Richard Girke - Developer

Categories

  • posts

In the Smile-project, we aim to migrate data processing approaches to serverless computing. In the course of the project, we asked what research and industry have done so far in this field. As a first approach to answering this question, we performed a multi-vocal literature review, based on this paper1. For the study, we defined two research questions:

Q1: What serverless data processing approaches exist in research and industry?

Q2: What use-cases and purposes for serverless data processing are currently investigated?

We started our search by searching the most common literature databases, namely ACM, IEEE, Springer Link, Elsevier, Google Scholar, Microsoft Academic, and our own Serverless Literature Database. After removing duplicates, the search yielded 245 papers. Out of these, we selected 76 relevant to our research question.

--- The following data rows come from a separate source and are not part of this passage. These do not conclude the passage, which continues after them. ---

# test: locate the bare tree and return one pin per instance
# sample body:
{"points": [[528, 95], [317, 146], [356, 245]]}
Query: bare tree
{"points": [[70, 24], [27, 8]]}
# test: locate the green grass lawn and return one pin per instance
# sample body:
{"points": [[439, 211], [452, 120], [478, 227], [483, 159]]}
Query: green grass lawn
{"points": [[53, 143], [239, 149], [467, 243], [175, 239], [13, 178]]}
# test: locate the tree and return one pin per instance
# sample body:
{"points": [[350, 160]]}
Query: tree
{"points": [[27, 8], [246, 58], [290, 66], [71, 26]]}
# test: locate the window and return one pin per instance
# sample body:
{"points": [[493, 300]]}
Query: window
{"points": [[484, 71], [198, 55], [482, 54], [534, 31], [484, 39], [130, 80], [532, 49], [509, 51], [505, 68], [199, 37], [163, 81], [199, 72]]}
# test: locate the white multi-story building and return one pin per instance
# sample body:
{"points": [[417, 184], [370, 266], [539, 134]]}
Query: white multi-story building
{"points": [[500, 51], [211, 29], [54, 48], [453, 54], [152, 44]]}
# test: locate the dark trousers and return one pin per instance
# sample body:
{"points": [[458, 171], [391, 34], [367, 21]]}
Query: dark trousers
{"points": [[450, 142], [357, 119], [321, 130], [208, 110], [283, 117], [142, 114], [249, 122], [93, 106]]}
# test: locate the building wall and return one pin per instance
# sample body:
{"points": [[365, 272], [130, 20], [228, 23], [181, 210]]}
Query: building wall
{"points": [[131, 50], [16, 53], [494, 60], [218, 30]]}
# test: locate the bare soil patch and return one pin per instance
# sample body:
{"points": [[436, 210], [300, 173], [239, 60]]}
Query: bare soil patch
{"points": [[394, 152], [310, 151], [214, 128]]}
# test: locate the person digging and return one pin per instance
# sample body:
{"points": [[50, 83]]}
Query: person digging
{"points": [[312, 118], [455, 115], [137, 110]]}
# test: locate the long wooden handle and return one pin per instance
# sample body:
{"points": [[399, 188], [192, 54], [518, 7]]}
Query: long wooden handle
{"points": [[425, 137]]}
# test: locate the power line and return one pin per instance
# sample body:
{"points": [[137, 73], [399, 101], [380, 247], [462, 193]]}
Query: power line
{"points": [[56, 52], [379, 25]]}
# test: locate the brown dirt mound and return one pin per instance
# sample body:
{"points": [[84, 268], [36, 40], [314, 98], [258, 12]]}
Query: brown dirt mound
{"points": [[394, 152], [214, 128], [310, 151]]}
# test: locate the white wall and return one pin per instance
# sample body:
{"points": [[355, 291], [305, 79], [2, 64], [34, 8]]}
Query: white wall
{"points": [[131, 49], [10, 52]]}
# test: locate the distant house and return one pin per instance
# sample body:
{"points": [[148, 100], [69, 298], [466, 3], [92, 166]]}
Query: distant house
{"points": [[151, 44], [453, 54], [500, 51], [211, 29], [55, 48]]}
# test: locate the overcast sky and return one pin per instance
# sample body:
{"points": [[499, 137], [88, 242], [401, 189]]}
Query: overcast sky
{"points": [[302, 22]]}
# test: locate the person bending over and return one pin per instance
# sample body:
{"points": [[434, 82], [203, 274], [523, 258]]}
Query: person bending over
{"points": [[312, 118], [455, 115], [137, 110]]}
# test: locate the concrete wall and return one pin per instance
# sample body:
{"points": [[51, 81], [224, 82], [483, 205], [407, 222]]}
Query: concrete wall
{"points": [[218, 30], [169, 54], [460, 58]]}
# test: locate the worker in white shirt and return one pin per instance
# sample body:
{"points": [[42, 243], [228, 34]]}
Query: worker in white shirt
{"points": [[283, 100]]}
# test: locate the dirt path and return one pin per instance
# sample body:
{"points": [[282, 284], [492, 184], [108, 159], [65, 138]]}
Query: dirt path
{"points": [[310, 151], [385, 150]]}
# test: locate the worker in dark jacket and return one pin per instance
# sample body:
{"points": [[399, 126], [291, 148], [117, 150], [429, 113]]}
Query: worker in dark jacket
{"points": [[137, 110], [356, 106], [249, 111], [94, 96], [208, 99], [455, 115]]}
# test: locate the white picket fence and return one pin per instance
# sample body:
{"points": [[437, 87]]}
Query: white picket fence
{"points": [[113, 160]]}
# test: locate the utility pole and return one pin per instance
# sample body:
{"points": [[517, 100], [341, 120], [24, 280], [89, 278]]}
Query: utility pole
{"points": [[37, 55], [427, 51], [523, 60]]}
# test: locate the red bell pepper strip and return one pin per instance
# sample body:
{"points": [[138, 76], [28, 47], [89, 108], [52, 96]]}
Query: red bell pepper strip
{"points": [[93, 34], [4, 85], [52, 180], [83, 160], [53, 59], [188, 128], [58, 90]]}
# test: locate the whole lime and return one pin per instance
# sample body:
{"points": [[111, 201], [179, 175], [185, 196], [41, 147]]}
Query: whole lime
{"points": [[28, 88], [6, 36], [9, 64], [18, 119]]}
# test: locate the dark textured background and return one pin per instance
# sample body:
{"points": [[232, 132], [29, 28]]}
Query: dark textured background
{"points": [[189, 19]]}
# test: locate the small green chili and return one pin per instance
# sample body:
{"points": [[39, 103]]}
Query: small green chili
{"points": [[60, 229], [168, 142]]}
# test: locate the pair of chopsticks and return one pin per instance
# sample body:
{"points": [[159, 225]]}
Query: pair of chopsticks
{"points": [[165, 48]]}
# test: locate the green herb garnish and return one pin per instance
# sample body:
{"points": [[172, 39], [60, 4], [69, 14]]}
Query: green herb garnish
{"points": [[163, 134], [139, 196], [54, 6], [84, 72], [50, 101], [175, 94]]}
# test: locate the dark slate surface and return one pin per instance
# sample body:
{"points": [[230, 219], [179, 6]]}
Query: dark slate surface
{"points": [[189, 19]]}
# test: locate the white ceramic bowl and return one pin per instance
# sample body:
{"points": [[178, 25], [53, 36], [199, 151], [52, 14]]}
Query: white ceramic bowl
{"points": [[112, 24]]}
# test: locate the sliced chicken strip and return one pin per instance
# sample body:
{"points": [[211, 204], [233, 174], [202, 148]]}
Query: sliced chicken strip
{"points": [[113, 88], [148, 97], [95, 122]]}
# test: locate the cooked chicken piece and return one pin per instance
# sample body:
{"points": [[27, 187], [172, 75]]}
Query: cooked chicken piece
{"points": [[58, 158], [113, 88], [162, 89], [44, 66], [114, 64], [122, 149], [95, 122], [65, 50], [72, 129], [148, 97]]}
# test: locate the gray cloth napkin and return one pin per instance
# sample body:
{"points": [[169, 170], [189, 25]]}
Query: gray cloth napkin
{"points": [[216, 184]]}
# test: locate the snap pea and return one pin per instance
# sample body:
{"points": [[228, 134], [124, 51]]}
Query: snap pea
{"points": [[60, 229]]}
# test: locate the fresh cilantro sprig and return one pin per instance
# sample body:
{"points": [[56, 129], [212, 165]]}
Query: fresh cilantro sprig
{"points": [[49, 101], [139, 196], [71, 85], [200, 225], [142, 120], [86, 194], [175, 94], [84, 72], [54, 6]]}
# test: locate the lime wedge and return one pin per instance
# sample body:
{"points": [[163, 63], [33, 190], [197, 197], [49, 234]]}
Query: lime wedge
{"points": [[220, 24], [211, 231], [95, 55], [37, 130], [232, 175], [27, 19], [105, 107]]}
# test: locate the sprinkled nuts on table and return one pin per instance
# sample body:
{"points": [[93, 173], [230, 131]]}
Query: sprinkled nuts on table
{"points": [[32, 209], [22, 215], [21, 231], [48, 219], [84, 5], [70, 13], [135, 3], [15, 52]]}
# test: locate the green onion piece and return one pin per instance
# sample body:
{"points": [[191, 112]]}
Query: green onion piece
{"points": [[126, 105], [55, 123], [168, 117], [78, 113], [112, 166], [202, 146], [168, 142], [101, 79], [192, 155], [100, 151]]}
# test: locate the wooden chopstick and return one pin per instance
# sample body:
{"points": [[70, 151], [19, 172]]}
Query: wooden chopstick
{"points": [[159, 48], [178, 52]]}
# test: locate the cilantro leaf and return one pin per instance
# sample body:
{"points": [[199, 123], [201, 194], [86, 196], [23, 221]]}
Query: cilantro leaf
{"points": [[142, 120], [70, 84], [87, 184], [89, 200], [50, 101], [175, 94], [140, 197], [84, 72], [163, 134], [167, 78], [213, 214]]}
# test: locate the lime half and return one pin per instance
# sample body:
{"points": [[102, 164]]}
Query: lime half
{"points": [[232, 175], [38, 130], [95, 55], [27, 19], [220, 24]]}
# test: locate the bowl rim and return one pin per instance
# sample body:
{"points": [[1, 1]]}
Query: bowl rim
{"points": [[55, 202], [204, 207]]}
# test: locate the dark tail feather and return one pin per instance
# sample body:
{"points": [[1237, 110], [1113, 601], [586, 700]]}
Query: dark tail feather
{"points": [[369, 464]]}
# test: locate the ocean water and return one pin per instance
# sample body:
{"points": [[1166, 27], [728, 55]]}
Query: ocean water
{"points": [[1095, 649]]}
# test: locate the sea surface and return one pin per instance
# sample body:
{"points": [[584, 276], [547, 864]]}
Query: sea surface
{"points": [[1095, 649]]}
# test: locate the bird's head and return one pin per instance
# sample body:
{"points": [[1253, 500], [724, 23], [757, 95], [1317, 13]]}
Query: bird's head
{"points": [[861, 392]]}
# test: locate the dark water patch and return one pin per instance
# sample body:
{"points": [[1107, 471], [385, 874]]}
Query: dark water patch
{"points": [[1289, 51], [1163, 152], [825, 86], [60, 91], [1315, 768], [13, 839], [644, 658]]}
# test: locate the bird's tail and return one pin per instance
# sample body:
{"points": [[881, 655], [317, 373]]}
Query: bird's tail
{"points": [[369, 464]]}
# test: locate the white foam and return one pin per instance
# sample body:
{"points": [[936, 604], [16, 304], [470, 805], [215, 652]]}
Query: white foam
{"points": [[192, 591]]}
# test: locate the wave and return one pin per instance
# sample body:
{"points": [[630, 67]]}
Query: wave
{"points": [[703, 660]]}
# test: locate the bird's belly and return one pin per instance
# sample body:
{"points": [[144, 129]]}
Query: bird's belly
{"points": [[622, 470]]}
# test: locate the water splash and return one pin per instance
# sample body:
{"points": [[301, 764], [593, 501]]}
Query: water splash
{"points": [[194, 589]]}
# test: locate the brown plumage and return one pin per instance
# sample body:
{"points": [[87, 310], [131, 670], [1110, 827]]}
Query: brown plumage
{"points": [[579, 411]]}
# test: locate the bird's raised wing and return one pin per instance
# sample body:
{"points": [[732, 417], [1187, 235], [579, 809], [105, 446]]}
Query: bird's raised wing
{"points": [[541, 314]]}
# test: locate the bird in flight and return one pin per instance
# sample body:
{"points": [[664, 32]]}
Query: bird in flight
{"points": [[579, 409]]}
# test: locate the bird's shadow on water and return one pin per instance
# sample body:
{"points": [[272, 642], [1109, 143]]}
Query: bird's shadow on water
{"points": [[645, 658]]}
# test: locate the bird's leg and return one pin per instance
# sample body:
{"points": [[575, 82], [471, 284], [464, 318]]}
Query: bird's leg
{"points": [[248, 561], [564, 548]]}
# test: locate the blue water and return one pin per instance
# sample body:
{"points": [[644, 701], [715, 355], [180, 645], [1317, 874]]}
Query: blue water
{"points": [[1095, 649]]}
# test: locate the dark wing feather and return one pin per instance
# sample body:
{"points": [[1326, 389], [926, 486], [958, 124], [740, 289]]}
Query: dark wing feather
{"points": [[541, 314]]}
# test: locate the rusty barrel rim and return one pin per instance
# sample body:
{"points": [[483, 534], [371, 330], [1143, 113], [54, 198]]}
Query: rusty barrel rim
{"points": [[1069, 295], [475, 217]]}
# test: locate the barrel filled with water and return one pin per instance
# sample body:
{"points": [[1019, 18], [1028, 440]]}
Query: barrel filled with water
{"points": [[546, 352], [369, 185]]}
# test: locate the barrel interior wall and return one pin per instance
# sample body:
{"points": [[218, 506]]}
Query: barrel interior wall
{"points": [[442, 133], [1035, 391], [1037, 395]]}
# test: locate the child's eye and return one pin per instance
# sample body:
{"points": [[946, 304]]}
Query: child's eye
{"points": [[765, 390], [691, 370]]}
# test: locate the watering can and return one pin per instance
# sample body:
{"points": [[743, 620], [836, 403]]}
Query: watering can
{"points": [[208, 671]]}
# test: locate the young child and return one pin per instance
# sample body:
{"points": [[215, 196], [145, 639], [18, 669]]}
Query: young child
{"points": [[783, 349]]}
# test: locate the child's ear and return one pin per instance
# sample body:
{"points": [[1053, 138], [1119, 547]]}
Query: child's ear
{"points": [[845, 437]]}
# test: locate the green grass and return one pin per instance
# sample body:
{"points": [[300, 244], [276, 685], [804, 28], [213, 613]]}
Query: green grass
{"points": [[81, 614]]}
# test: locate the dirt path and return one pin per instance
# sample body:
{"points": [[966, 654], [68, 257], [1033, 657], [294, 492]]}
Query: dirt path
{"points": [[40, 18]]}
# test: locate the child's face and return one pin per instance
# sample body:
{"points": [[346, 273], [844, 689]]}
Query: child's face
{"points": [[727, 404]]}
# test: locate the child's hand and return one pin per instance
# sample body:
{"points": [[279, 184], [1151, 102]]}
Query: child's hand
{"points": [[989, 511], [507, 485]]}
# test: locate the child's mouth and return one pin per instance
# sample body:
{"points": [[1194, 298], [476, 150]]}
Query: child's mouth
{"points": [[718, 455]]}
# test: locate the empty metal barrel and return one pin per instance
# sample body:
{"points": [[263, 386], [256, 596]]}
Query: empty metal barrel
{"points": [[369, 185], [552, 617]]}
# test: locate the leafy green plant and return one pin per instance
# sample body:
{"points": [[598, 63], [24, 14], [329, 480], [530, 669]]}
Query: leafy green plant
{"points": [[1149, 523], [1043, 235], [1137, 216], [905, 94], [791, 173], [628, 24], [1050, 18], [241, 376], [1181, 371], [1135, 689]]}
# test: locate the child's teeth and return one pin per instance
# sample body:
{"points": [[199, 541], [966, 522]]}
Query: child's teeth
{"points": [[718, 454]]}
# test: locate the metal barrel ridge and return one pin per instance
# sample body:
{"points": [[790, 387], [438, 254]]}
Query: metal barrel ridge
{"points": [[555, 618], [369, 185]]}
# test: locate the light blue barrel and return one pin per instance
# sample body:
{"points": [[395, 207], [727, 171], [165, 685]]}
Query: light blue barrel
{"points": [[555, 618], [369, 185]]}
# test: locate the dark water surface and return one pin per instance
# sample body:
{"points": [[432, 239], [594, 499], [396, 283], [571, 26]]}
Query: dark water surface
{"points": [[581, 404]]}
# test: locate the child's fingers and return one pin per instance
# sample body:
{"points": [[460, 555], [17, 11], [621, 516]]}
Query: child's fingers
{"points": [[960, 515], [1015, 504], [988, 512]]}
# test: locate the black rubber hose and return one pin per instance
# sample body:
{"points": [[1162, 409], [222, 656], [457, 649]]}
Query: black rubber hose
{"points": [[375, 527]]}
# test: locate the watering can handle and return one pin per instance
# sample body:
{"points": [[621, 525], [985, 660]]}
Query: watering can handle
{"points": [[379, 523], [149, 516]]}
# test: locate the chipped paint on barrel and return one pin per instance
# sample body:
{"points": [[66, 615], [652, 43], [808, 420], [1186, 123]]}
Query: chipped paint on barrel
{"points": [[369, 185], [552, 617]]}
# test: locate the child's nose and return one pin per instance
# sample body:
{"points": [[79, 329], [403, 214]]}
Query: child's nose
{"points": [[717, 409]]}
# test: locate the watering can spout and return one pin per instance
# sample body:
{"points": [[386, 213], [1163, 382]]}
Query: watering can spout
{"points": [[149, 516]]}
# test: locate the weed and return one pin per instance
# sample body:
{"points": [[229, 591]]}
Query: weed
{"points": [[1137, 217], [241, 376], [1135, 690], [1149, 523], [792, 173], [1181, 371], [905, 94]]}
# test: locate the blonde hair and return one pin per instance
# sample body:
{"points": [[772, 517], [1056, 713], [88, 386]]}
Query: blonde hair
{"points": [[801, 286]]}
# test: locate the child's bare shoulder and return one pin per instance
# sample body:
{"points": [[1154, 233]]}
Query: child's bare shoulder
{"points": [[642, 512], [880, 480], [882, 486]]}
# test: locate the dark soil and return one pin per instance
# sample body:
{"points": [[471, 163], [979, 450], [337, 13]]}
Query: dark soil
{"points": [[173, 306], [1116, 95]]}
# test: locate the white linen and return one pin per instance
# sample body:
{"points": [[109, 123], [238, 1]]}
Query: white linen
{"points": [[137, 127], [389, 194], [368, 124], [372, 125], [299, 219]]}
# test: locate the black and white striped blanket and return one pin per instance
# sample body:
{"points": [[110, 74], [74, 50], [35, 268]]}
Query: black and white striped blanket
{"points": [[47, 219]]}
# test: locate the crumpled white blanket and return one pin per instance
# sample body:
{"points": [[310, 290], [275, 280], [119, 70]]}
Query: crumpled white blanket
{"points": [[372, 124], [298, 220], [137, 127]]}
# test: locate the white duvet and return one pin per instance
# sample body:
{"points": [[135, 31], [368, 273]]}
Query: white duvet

In these papers, we extracted 18 serverless data processing approaches. Out of those, ten made their source code available.

Name Source Age 2 Platform Kind
PyWren git 679 AWS3 DTF4
IBM PyWren git 11 ICF5 DTF
gg git 102 AWS DTF
Spark on Lambda git 429 AWS DTF
Marla git 723 AWS DTF
Ooso git 1156 AWS DTF
Wukong git 305 AWS DTF
Scar git 35 AWS P6
Corral git 570 AWS DTF
Locus git 1362 AWS DTF

What first catches the eye is the fact that almost all frameworks use AWS Lambda as their backend. Amazon being the first to launch a commercially available FaaS platform, could be a reason for this. Only IBM PyWren uses the IBM Cloud Functions as their backend for obvious reasons. We identified two kinds of tools supporting data processing: data transformation framework (DTF) and processing platforms (P). Data transformation frameworks enable data analysts to define jobs in terms of simplified interfaces. The DTF then managed part of the deployment and execution of each data transformation job. Notably, all DTFs share a similar approach to overcome challenges posed by the FaaS environment, such as intermediate data handling and intra-process communication by, for instance, using an intermediate cloud storage for these communications. Most offer a map or map-reduce abstraction to define transformation. In contrast, processing platforms are tackling these challenges with a more general approach. For example, SCAR offers a solution to deploy custom Docker containers on top of AWS Lambda and scale them faster than comparable Container-as-a-Service solutions. However, these processing platforms offer no specific tools for data transformation. Regardless of the type of framework, we noticed that the age of these frameworks varies a lot. One reason could be that most of these frameworks are not used actively outside of research purposes. Only some such as IBM PyWren, recently renamed to lithops, seems to be under very active development since 2018.

To answer the second research question, we extracted use cases from the relevant papers and categorized them to get an overview of the research directions.

Fig. 1 FaaS-based Data Processing Prototype Categories per publication year

The most common use-case we found was batch data analytics a traditional field in data processing. Data encoding is the second most common use case often used for video encoding or image recogintion in videos. Stream Data Analytics is used for real time data analytics such as mobile device event streams. Operations Automation is a rather small field of reaasearch but interesting for huge distributed compiling and automatic incedence response.

  1. https://onlinelibrary.wiley.com/doi/epdf/10.1111/ijmr.12102 

  2. In days since the last commit 

  3. Amazon AWS Lambda 

  4. Data Transformation Framework 

  5. IBM Cloud Functions 

  6. Processing Platform